GOVERNMENT BODY MUST OFFER TO PURCHASE YOUR PROPERTY BEFORE SUING YOU TO TAKE THE PROPERTY FOR PUBLIC USE

Recent and little-noticed changes in the Arizona statutes have injected new conditions on the power of government bodies to take private property for public use upon payment of just compensation, commonly known as condemnation. These new conditions don’t limit the circumstances under which a government body can take your property for public use, but they do make the government body take some additional steps, steps that appear designed to make the process more certain for owners and tenants of the property.
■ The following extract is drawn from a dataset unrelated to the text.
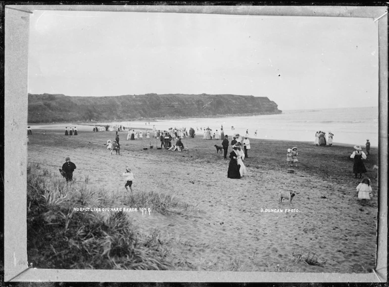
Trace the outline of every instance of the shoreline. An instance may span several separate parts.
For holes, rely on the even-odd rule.
[[[73,123],[73,124],[74,124],[74,123]],[[33,127],[33,125],[35,125],[35,124],[31,124],[30,126],[31,127]],[[51,128],[51,131],[55,131],[56,133],[62,133],[63,132],[63,128],[65,128],[66,126],[66,125],[64,125],[63,127],[58,127],[58,129],[56,129],[55,128],[57,127],[56,127],[55,125],[56,125],[55,124],[53,124],[53,125],[54,125],[55,127],[54,127],[53,128]],[[78,124],[77,125],[79,125],[83,126],[88,126],[88,127],[93,127],[93,126],[95,126],[95,125],[93,125],[93,124],[85,124],[85,123],[83,123],[83,124]],[[99,126],[99,125],[98,125],[98,126]],[[103,126],[103,125],[100,125],[100,126]],[[68,127],[72,127],[72,126],[71,126],[70,125],[68,125],[67,126]],[[49,127],[50,127],[50,126],[49,126]],[[126,127],[126,128],[128,128],[128,127]],[[136,129],[136,130],[145,130],[145,131],[148,131],[148,130],[151,131],[151,130],[153,130],[152,128],[143,128],[143,127],[141,127],[141,128],[140,128],[140,127],[138,127],[138,128],[137,128],[137,127],[131,127],[131,129]],[[36,132],[38,132],[38,133],[39,133],[39,132],[41,133],[43,131],[44,131],[44,130],[45,129],[44,129],[44,127],[41,127],[41,128],[35,128],[34,129],[34,130]],[[79,133],[80,132],[80,131],[79,130],[78,130],[78,133]],[[82,133],[93,133],[93,132],[92,131],[81,131],[81,132],[82,132]],[[118,133],[119,133],[119,134],[125,134],[126,135],[127,132],[128,132],[128,130],[125,130],[125,131],[121,131],[118,132]],[[115,132],[103,131],[103,132],[98,132],[98,133],[115,133]],[[202,138],[203,137],[203,135],[202,134],[201,134],[201,135],[197,134],[195,136],[195,137],[197,138]],[[232,137],[233,137],[232,136],[229,136],[229,135],[228,136],[229,141],[230,142],[232,140]],[[188,138],[184,138],[184,139],[185,140],[186,139],[188,139]],[[251,141],[251,140],[261,140],[261,141],[263,140],[263,141],[265,141],[266,142],[269,142],[269,143],[271,143],[272,142],[274,142],[274,143],[279,143],[279,142],[295,142],[295,143],[300,142],[300,143],[302,143],[302,144],[309,144],[310,143],[311,143],[311,144],[312,144],[312,146],[315,146],[315,144],[313,143],[313,141],[310,141],[294,140],[289,140],[289,139],[285,139],[285,140],[272,139],[266,139],[266,138],[258,138],[258,137],[251,137],[251,136],[249,136],[249,138],[250,139]],[[145,139],[145,137],[144,138],[143,138],[143,139]],[[155,138],[154,137],[152,137],[151,136],[151,137],[150,137],[150,139],[151,139],[151,140],[154,140],[155,139]],[[158,140],[159,140],[159,139],[158,139]],[[204,141],[210,140],[210,141],[219,141],[220,142],[221,142],[221,141],[223,141],[223,139],[219,139],[219,140],[212,139],[212,140],[204,140]],[[350,147],[352,148],[354,145],[355,145],[353,144],[350,144],[350,143],[338,143],[338,142],[334,142],[333,143],[332,147],[334,147],[334,146],[337,146]],[[318,148],[319,148],[319,147],[322,147],[322,148],[324,148],[324,147],[331,148],[332,147],[330,147],[330,146],[328,146],[328,145],[325,145],[325,146],[318,146],[317,147],[318,147]],[[375,145],[371,145],[371,146],[370,146],[370,148],[376,148],[376,149],[378,149],[378,146],[375,146]]]
[[[58,167],[70,156],[77,165],[74,188],[87,179],[91,189],[104,186],[102,192],[115,199],[109,206],[86,208],[136,207],[123,203],[128,194],[122,173],[128,166],[134,175],[134,192],[154,191],[187,206],[181,213],[173,209],[166,214],[152,211],[148,217],[127,214],[146,234],[158,230],[161,242],[169,242],[164,246],[171,249],[172,270],[233,271],[228,262],[242,271],[366,273],[374,268],[378,188],[373,166],[378,164],[377,149],[372,148],[365,161],[364,175],[371,179],[374,196],[362,206],[355,189],[361,179],[352,174],[351,146],[319,148],[324,147],[251,140],[245,159],[247,173],[232,179],[227,177],[229,160],[214,146],[221,140],[186,138],[182,142],[188,150],[180,152],[155,148],[160,145],[155,140],[156,146],[145,150],[148,139],[120,136],[121,156],[117,156],[106,146],[114,132],[67,137],[62,131],[33,132],[28,163],[38,163],[51,178],[64,180]],[[286,149],[294,145],[299,166],[288,167]],[[291,204],[278,202],[281,191],[296,193]],[[299,261],[312,253],[320,265]]]
[[[133,118],[128,119],[113,119],[113,120],[101,120],[99,121],[96,121],[96,122],[104,122],[105,121],[107,122],[114,122],[114,121],[162,121],[162,120],[174,120],[176,119],[187,119],[188,118],[220,118],[220,117],[239,117],[239,116],[254,116],[257,115],[269,115],[273,114],[281,114],[282,113],[282,111],[278,110],[280,112],[269,112],[264,113],[235,113],[235,114],[216,114],[216,115],[193,115],[190,117],[184,116],[176,116],[173,117],[136,117]],[[87,122],[88,125],[93,125],[92,122],[85,122],[84,121],[72,121],[73,122],[81,124],[81,122]],[[62,124],[63,121],[52,121],[49,122],[29,122],[28,125],[31,124]]]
There has been significant publicity recently about situations where citizens have questioned government bodies’ use of the power of condemnation for purposes other than construction of public facilities like government buildings or roads. Should it be permissible for a government body to take a private property so that it can then sell the property to another private party? You may be surprised to learn that such action has long been permissible under the right circumstances. I’m not going to touch the political hot potato of whether that is what the law should be. The subjects of how the law came to be that way, and what exactly is a public use that justifies the exercise of the power of condemnation, are the topics of a number of legal treatises. I’m going to stick to the nuts and bolts of what the government body has to do to make the condemnation occur.
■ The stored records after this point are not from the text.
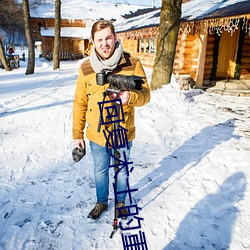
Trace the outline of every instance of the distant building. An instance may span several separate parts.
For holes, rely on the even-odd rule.
[[[173,73],[198,87],[220,79],[250,79],[250,1],[184,1]],[[115,22],[126,51],[153,67],[160,8]]]
[[[115,21],[121,15],[145,6],[107,2],[62,0],[60,59],[80,59],[90,53],[91,27],[98,19]],[[33,37],[41,42],[41,57],[52,59],[55,6],[52,2],[31,11]]]

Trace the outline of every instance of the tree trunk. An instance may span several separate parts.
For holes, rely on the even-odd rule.
[[[0,37],[0,61],[6,71],[11,71],[11,68],[6,60],[4,46],[1,37]]]
[[[35,48],[32,37],[32,27],[30,21],[30,9],[28,0],[22,0],[22,8],[23,8],[25,36],[28,44],[28,66],[25,74],[30,75],[34,74],[35,70]]]
[[[55,1],[55,40],[53,50],[53,70],[60,68],[59,48],[61,31],[61,0]]]
[[[162,0],[160,31],[150,87],[161,88],[171,81],[182,0]]]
The formal process of condemnation has traditionally begun, from the property owner’s point of view, when the government body files a lawsuit seeking condemnation of a particular parcel of property. That procedural starting point has now been changed by the Arizona Legislature. The Legislature has now imposed the requirement that twenty days prior to filing the lawsuit for condemnation, the government body must deliver to the property owner a written offer to purchase the property. The offer to purchase must be for an amount that the government body has estimated to be just compensation for the property. The offer must be accompanied by one or more appraisals of the property that support the amount of the proposed compensation.
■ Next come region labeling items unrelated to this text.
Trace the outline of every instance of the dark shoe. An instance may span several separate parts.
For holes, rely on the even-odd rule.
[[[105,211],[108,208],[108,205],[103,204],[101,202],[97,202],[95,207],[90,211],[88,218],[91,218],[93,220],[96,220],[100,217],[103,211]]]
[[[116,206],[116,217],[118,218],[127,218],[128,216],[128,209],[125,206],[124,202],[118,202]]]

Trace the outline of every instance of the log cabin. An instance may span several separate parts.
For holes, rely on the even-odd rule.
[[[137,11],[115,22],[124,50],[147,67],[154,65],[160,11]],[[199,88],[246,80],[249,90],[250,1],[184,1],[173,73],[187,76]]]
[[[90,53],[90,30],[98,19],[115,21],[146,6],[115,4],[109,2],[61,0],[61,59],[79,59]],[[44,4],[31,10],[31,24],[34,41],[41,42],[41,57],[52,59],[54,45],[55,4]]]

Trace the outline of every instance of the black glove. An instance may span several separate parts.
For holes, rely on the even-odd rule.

The new requirements also give tenants additional notice of the condemnation. If the property is subject to a lease that has been recorded with the county recorder, the tenant under that lease must also receive the government body’s written offer to purchase and appraisal(s) of the property. If the property is subject to more than one lease that has been recorded with the county recorder, or if there are no recorded leases, the government body must give notice of the offer and the appraisal(s) to any “party having a plain and obvious commercial ownership or operational interest in substantial improvements on the property by posting the notice in plain sight at the property….” This appears to mean that if the occupant of a commercial property is someone other than the owner but there is no recorded lease, the government body has to post the terms of the offer to purchase and the appraisal(s) at the property. The new requirements also give a tenant the right to obtain copies of the offer and appraisal(s) from the government body upon request.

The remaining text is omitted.